Vice Chancellor Laster ruled that the Souths’ complaint failed to meet any of the three tests. Rather, he found that the plaintiffs relied solely on publicly available information and the fact that the corporation experienced trauma. See id. at **11-13. Consistent with a developing trend in Delaware Court of Chancery jurisprudence, Vice Chancellor Laster faulted the Souths for failing to pursue a § 220 books and records demand. See id. at *9. Without the benefit of that investigation, the Souths were incapable of pleading "any factual allegations regarding internal board deliberations, director decision-making, or knowledge or involvement of the Hecla directors in the accidents . . . or the MSHA-mandated closure . . . ." Id. at *19.

Vice Chancellor Laster then turned to the question of whether the failure to "use the tools at hand" and the lack of "deep reflection" in filing the claim constituted a failure by the Souths to meet their fiduciary obligations as purported representatives of the corporation. See id. at **1 n.1, 15, 19 (internal quotations omitted). Vice Chancellor Laster applied his prior holding in Allergan and found that Rule 23.1 has no preclusive effect if the plaintiff provided inadequate representation of the corporation. See id. at *1, **15-16.

On this issue, Vice-Chancellor Laster broke new ground and held that the court will apply "an evidentiary presumption that a plaintiff who files a Caremark claim hastily and without using Section 220 . . . has acted disloyally to the corporation and served instead the interests of the law firm who filed suit." Id. at *16. Vice Chancellor Laster recognized that Caremark claims do not typically require a speedy filing in part because the underlying harm (exposure to litigation claims) will develop over time. See id. at *17. Moreover, in circumstances where the corporation is defending itself in connection with the conduct underlying the Caremark claim, Vice Chancellor Laster recognized that the lawsuit may be "contrary to the interests of the corporation" while the underlying litigation is ongoing. Id. (emphasis added).
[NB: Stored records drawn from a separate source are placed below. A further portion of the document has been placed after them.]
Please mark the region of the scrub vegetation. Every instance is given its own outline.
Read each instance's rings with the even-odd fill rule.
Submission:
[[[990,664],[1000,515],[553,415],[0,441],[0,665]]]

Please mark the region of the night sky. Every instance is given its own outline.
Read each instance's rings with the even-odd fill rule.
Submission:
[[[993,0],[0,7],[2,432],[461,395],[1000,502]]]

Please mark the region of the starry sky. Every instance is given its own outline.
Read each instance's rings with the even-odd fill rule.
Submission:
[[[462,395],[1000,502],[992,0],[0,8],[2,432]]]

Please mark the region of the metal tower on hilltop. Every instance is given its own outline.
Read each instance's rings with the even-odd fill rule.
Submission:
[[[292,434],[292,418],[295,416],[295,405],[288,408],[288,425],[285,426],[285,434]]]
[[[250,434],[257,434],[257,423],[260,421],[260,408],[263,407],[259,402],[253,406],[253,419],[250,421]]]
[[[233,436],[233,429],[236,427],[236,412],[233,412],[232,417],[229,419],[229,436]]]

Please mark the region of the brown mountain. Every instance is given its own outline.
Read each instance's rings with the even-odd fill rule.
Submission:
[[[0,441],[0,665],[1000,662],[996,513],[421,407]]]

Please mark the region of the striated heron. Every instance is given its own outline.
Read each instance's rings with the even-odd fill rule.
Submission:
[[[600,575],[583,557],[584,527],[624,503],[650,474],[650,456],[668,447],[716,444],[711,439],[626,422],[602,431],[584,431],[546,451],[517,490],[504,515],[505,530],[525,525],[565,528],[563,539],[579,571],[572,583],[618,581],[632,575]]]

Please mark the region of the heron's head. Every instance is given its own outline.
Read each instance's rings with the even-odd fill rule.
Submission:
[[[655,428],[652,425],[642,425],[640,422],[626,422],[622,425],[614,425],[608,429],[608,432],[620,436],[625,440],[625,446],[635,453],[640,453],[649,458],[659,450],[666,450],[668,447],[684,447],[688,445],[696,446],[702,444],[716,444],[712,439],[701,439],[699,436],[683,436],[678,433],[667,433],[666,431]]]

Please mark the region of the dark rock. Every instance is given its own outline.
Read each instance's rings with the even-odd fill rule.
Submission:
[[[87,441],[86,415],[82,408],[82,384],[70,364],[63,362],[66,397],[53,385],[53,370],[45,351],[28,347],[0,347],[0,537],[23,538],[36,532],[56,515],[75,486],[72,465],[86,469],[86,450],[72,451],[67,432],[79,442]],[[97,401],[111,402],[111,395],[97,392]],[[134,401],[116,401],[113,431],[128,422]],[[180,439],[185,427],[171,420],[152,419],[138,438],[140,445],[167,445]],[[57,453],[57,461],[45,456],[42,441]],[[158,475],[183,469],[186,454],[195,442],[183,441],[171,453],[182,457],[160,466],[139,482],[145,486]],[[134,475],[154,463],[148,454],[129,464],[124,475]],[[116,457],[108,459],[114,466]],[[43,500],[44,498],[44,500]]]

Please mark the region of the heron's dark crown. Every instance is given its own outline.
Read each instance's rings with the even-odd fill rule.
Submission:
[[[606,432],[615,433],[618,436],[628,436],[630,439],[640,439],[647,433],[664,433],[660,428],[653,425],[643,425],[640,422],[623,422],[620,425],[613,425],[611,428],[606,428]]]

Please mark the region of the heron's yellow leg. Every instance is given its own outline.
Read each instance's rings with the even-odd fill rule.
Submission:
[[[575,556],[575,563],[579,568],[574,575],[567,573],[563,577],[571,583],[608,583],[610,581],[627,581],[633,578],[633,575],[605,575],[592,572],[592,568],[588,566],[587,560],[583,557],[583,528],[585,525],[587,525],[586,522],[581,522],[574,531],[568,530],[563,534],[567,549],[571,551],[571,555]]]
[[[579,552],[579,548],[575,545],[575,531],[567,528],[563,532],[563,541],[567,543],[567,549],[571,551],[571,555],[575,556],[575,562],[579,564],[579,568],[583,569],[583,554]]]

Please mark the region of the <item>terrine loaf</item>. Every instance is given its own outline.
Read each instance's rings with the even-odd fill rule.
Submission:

In these circumstances, the only real beneficiary of a hastily filed Caremark claim are the plaintiff’s attorneys attempting to gain control of the litigation. Vice Chancellor Laster found that placing an attorney’s interest over that of the corporation is disloyal and will be presumed to demonstrate the plaintiff’s inadequacy to act as a fiduciary of the corporation and its shareholders. See id.
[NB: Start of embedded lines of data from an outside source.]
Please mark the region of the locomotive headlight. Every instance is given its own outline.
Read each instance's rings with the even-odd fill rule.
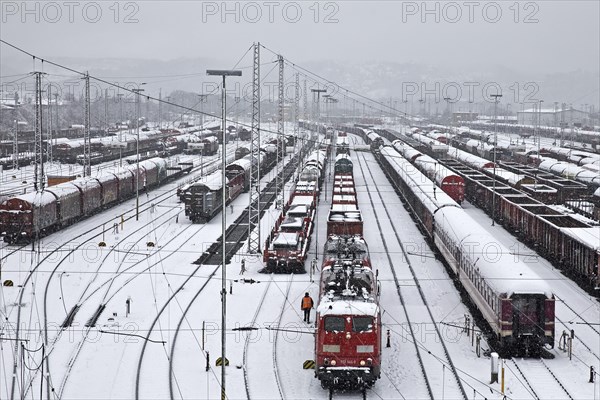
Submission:
[[[365,360],[360,360],[360,366],[364,367],[367,363],[365,362]]]
[[[367,364],[373,365],[373,359],[372,358],[367,358]]]
[[[329,358],[324,358],[323,359],[323,364],[329,365]]]
[[[346,332],[346,339],[350,340],[351,337],[352,335],[350,335],[350,332]]]
[[[331,365],[335,365],[337,362],[335,360],[331,360]]]

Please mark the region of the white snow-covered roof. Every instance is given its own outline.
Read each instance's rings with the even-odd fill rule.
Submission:
[[[445,232],[453,243],[460,244],[463,253],[496,293],[551,295],[552,289],[538,274],[463,210],[445,207],[434,219],[436,229]]]
[[[331,211],[334,212],[360,212],[356,204],[332,204]]]
[[[600,229],[591,228],[561,228],[561,232],[585,244],[588,248],[600,252]]]
[[[335,162],[337,163],[340,160],[348,160],[350,163],[352,163],[352,160],[350,159],[350,156],[348,154],[342,153],[342,154],[338,154],[335,157]]]
[[[16,196],[15,199],[32,204],[34,207],[43,207],[52,202],[56,201],[56,197],[47,191],[44,192],[30,192],[21,196]],[[8,199],[11,200],[11,199]],[[6,201],[8,201],[6,200]]]
[[[223,187],[223,174],[221,171],[215,171],[210,175],[202,177],[193,186],[196,185],[206,186],[209,190],[219,190]]]
[[[291,216],[306,216],[308,215],[308,206],[302,205],[293,205],[287,210],[287,215]]]
[[[313,196],[294,196],[290,206],[305,205],[310,206],[314,201]]]
[[[481,158],[471,153],[467,153],[466,151],[457,149],[453,146],[449,146],[448,155],[452,158],[457,159],[458,161],[462,161],[463,163],[475,168],[483,168],[485,166],[494,165],[493,162],[486,160],[485,158]]]
[[[477,147],[477,148],[480,148],[485,151],[494,150],[494,146],[492,146],[491,144],[482,142],[481,140],[477,140],[477,139],[469,139],[469,140],[467,140],[466,144],[469,147]]]
[[[65,197],[71,195],[79,196],[79,189],[75,186],[71,185],[70,182],[61,183],[59,185],[50,186],[46,188],[46,191],[50,193],[54,193],[58,197]]]
[[[377,303],[361,300],[329,300],[323,296],[317,307],[317,312],[326,315],[363,315],[376,317],[379,314]]]
[[[420,133],[413,133],[411,136],[413,139],[418,140],[419,142],[428,145],[432,150],[435,151],[443,151],[448,150],[448,145],[440,142],[439,140],[432,139]]]
[[[524,183],[521,185],[522,188],[526,188],[526,189],[530,189],[534,192],[537,193],[558,193],[558,190],[555,188],[552,188],[548,185],[541,185],[541,184],[535,184],[535,183]]]
[[[273,246],[296,246],[298,244],[298,234],[296,232],[279,232],[273,239]]]
[[[288,216],[281,222],[281,227],[284,228],[302,228],[302,218]]]
[[[414,165],[400,155],[393,147],[384,146],[381,155],[386,158],[392,168],[398,173],[420,201],[430,212],[444,206],[460,207],[450,196],[438,188],[427,176],[423,175]]]
[[[531,181],[527,175],[515,174],[514,172],[510,172],[505,170],[504,168],[496,167],[496,168],[484,168],[484,170],[488,171],[492,175],[496,175],[498,178],[504,179],[511,185],[517,185],[522,183],[523,181]]]
[[[341,202],[341,203],[354,202],[354,203],[356,203],[356,196],[352,196],[352,195],[348,195],[348,194],[335,194],[335,195],[333,195],[332,201],[334,203],[336,203],[336,202]]]
[[[248,156],[246,156],[246,157],[248,157]],[[228,164],[226,168],[227,169],[230,169],[230,168],[234,168],[234,169],[240,168],[240,169],[243,169],[244,171],[250,171],[250,166],[251,165],[252,165],[252,161],[250,161],[249,159],[247,159],[247,158],[240,158],[239,160],[235,160],[232,163]]]

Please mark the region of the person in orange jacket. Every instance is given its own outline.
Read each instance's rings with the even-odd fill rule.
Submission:
[[[304,294],[300,308],[304,311],[304,322],[310,324],[310,309],[313,308],[314,302],[312,297],[308,295],[308,292]]]

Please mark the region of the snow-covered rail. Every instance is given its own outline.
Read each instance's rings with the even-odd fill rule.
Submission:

This presumption is rebuttable if the plaintiff can establish that it conducted an adequate investigation addressing the merits of the claims or if it can demonstrate that by acting quickly it benefitted the corporation. See id. at *17. The Souths were incapable of establishing either. The lawsuit was filed only one month following the commencement of the underlying securities class actions in Idaho. The Souths’ complaint was drafted in mere hours and relied solely on publicly available documents. See id. at *18. At oral argument, the Souths’ attorney could not raise any "entity-beneficial reason for filing" quickly. See id. at *19. Vice Chancellor Laster found that Hecla’s interests would have been furthered by a deliberate and thorough pre-suit investigation, and as Hecla’s self-appointed fiduciaries, the Souths should have furthered those interests instead of the interests of their attorneys.

Conclusion

The Hecla ruling continues the Chancery Court’s recent efforts to force fundamental changes in the way complex derivative litigation is conducted. The presumption of disloyalty applied by the Chancery Court will almost certainly chill hastily filed derivative cases in Delaware. We anticipate that the plaintiff’s bar, in response, will become more aggressive in seeking extensive pre-suit discovery through books and records demands conducted pursuant to 8 Del. C. § 220.